Police officers will not face any charges for shooting a gun-toting man dead and injuring a woman at Toronto's Caribbean Carnival in July, Ontario's police watchdog has decided.

The Special Investigations Unit ruled officers had the right to use lethal force because 30-year-old Kevin Murray was running towards them with a pistol, but called the wounding of bystander Megan Martin, 21, "a great tragedy."

In a report detailing its findings, the SIU said Mr. Murray and an associate were at the carnival parade in the early evening of July 30, a Saturday. The pair got into a fight with a third man on Lakeshore Boulevard West, which a passerby videoed. They proceeded to attack the photographer, who fled, and Mr. Murray chased after him, firing a pistol, the SIU said.

Two Toronto police officers rushed to the scene on foot, ordering the trio to get down on the ground and repeatedly demanding that Mr. Murray drop his pistol. The SIU said Mr. Murray refused, instead pointing his weapon in the officers' direction as he moved towards them. The officers opened fire, killing him.

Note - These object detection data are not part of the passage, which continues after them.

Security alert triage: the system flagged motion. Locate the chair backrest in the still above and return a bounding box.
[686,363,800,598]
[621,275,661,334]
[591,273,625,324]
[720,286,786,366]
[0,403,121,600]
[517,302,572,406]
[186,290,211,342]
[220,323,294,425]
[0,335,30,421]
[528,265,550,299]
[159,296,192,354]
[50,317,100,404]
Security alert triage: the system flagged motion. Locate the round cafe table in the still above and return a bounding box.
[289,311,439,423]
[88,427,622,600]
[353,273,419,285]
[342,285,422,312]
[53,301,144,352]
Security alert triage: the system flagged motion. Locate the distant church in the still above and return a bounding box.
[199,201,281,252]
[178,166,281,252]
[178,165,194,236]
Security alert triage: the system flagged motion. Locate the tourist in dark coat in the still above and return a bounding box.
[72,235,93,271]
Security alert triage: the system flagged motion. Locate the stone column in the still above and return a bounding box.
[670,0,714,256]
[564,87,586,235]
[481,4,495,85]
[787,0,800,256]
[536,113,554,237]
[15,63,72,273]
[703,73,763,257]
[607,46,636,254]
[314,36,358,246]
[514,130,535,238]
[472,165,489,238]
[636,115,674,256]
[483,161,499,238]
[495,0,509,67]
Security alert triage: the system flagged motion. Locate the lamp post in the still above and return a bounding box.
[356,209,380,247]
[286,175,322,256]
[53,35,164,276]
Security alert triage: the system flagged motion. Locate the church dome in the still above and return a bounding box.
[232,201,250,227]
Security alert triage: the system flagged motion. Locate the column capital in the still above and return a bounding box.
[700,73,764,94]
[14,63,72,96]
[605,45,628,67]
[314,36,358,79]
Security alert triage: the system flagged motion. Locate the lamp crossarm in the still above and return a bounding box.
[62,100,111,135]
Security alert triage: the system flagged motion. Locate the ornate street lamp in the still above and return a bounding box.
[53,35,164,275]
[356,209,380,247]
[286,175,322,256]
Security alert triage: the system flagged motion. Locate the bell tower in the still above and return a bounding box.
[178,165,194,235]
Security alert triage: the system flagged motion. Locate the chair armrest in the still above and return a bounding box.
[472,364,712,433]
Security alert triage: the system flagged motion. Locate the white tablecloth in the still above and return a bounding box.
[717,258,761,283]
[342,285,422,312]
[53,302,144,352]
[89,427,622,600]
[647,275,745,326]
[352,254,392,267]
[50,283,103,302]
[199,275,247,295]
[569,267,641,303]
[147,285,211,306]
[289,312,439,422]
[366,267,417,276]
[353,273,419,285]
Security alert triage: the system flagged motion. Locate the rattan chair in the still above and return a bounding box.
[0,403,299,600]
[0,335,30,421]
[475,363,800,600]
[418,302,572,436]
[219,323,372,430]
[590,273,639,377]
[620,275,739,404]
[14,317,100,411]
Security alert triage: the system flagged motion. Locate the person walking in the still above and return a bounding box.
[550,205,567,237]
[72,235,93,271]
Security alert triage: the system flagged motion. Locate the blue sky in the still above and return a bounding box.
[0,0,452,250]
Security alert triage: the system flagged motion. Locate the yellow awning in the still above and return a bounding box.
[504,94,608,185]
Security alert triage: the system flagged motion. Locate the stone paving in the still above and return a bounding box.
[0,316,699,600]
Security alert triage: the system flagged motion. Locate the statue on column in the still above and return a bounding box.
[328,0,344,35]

Ms. Martin, who had nothing to do with any of the commotion, was attending the parade with a couple of friends. When she heard the ruckus, she turned towards it, then suddenly fell to the ground, unaware that she had been shot. The SIU ruled that she was injured by a stray police bullet intended for Mr. Murray.

The SIU assigned six investigators to the case. Both officers at the centre of the incident agreed to be interviewed by the SIU, which also spoke with 28 civilians and six police officers who witnessed the shooting. Investigators also reviewed the notes of a seventh officer and police radio transmission. In addition, the unit collected video of the incident shot by bystanders and examined forensic evidence, including police equipment and a 9 mm black Beretta pistol found at the scene.

SIU director Ian Scott ruled that Mr. Murray was an "imminent threat" to both the police and the nearby crowds.

"He was armed with a hand gun that he had discharged moments before he was shot, refused to comply with lawful police commands, and had aimed the hand gun at one of the subject officers," Mr. Scott said in a statement. "Once the subject officers had the authority to use lethal force, the fact that one of their discharges missed its target and struck an innocent person is a great tragedy. However, given the imminent threat that Mr. Murray represented, I am of the view that the subject officers' discharges were justified."

The SIU is a provincial agency which probes all incidents in which people are killed or injured by police and decides whether to lay charges.